Amores Perros significó la resurrección del cine mexicano en aquel lejano 2000, al ponerlo de nuevo en el mapa mundial. Es una película emocional, durísima y trepidante. Fue la ópera prima del director mexicano Alejandro González Iñárritu y la primera de tres colaboraciones con el escritor Guillermo Arriaga. Ambos construyeron la trilogía de la muerte con 21 Grams y Babel.
La narración de saltos temporales que presentó Pulp Fiction (1994) influyó en González Iñárritu, con la variación de que este se enfocaría en un incidente: un choque de automóviles en las calles de la colonia Condesa en la capital mexicana. En este primer capítulo conocemos a Octavio (Gael García Bernal) y Susana (Vanessa Bauche), y la realidad que se vive en las circunferencias de ese enorme mar de concreto del entonces Distrito Federal, hoy CDMX. Es una historia de marginalidad, aspiración, crudeza y traición.
Los tres episodios hablan de la relación que tienen los personajes con sus perros. Las peleas de canes fueron simuladas y con un gran trabajo de edición los perros no sufrieron daño alguno.
La segunda historia, la de Valeria (Goya Toledo) y Daniel (Álvaro Guerrero), es una fantasía sexual entre una modelo y un publicista. El alfa conquista a su presa y huyen para hacer su nueva vida de enamorados en un apartamento. La trama se pone durísima después de un accidente. Las peleas son enervantes y filosas, y no digamos lo intensas que son las actuaciones. Valeria tiene un odioso perro llamado Richie, que carga de un lado a otro hasta que se le pierde entre el piso falso del departamento. Nos preocupamos por los tres y lo que atraviesan por separado.

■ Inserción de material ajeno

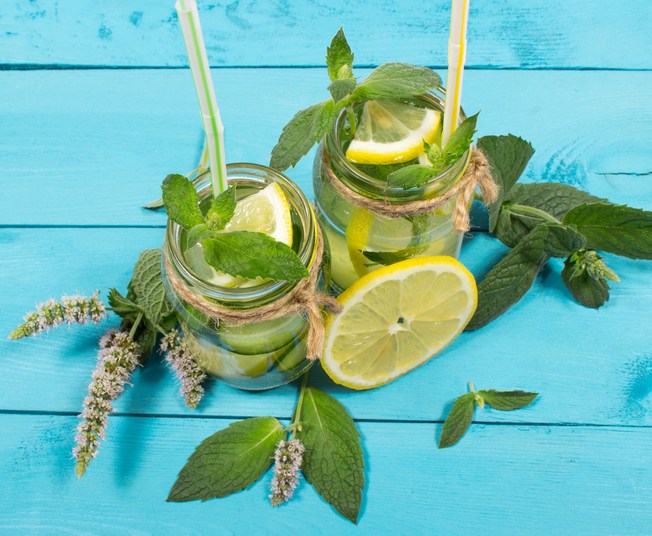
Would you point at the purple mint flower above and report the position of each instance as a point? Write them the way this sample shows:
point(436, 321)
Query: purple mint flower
point(118, 357)
point(287, 462)
point(181, 360)
point(70, 310)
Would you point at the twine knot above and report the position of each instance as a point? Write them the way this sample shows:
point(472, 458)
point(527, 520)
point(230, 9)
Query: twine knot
point(304, 297)
point(477, 174)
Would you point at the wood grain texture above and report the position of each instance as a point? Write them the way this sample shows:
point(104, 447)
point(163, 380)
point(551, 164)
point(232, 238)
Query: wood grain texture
point(504, 33)
point(590, 366)
point(500, 480)
point(87, 147)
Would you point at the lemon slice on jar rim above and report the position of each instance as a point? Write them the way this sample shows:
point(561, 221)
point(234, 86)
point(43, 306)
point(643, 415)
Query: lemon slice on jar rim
point(392, 132)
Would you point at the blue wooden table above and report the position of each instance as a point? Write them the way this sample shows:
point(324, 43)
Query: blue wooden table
point(96, 107)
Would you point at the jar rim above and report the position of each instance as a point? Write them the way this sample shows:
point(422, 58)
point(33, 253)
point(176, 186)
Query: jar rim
point(333, 144)
point(252, 174)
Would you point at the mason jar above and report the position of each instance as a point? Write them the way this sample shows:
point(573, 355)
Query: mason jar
point(361, 240)
point(260, 354)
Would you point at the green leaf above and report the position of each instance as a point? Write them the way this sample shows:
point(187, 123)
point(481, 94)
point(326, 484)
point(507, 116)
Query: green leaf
point(333, 461)
point(617, 229)
point(410, 176)
point(459, 142)
point(507, 400)
point(228, 461)
point(588, 291)
point(251, 255)
point(181, 201)
point(458, 420)
point(341, 88)
point(221, 210)
point(511, 278)
point(339, 58)
point(396, 81)
point(305, 129)
point(197, 234)
point(507, 156)
point(123, 307)
point(146, 287)
point(391, 257)
point(562, 240)
point(552, 197)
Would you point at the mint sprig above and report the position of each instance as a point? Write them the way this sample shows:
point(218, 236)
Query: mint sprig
point(237, 253)
point(461, 416)
point(388, 81)
point(228, 461)
point(544, 220)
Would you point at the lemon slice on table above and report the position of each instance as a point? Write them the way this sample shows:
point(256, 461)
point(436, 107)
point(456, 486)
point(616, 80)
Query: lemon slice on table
point(390, 132)
point(267, 212)
point(397, 318)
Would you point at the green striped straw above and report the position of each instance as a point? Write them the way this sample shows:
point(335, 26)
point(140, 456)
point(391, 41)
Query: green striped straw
point(201, 74)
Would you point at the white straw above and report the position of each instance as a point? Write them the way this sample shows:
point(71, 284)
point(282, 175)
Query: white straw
point(210, 114)
point(456, 59)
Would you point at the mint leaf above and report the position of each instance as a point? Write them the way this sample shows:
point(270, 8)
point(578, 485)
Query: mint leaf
point(341, 88)
point(507, 156)
point(507, 400)
point(305, 129)
point(459, 142)
point(410, 176)
point(146, 288)
point(511, 278)
point(333, 461)
point(251, 255)
point(221, 210)
point(197, 234)
point(181, 201)
point(585, 274)
point(396, 81)
point(123, 307)
point(562, 240)
point(552, 197)
point(339, 58)
point(228, 461)
point(617, 229)
point(390, 257)
point(458, 420)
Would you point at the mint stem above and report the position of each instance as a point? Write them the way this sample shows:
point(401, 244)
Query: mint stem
point(297, 412)
point(135, 326)
point(533, 213)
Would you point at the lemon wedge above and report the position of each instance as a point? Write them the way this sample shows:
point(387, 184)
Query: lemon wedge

De último está el capítulo de El Chivo y Maru (Emilio Echevarría y Lourdes Echevarría; padre e hija). Antes de ser El Chivo, era Martín, un profesor que abandona a su esposa y a su hija para convertirse en guerrillero. Cae preso y le dice a su exmujer que le diga a su hija que fue asesinado. Su exesposa forma una nueva familia y El Chivo se convierte en mendigo y sicario. El Chivo tiene una manada de perros abandonados a los que cuida, pues, hasta cierto punto, es la familia que nunca tuvo. La conversación que tiene El Chivo con la máquina contestadora de su hija me rompe todavía hoy.
Iñárritu encargó la música y la convocatoria de bandas al argentino Gustavo Santaolalla, quien además compuso los abrasadores interludios instrumentales con guitarra eléctrica. Cada canción se convirtió en un éxito inmortal. Lucha de Gigantes, de Nacha Pop: “En un mundo descomunal / siento mi fragilidad.” La ferocidad y vulnerabilidad de Control Machete y Ely Guerra en Amores Perros: “Qué pasaría si nunca muero y no tuviera la oportunidad de nacer de nuevo”. La desgarradora Aviéntame, de Café Tacvba, una canción que me cuesta tanto escuchar: “Aviéntame y déjame / Mientras yo contemplo tu partida / En espera de que vuelvas y tal vez vuelvas por mí”. No olvidemos a Celia Cruz, quien con su optimista Carnaval llena de realidad, perdón y belleza de vivir.
Iñárritu termina su película con la frase: “Porque también somos lo que hemos perdido”. Este epitafio resuena en lo que dejamos tirado: lágrimas, familia que muere, sueños a los que renunciamos, lo que somos y lo que no fuimos. Cumple 20 años, y la crudeza de sus imágenes duele, rompe, reconstruye y nos vuelve a quebrar en millones de pedazos. Una cinta inmortal.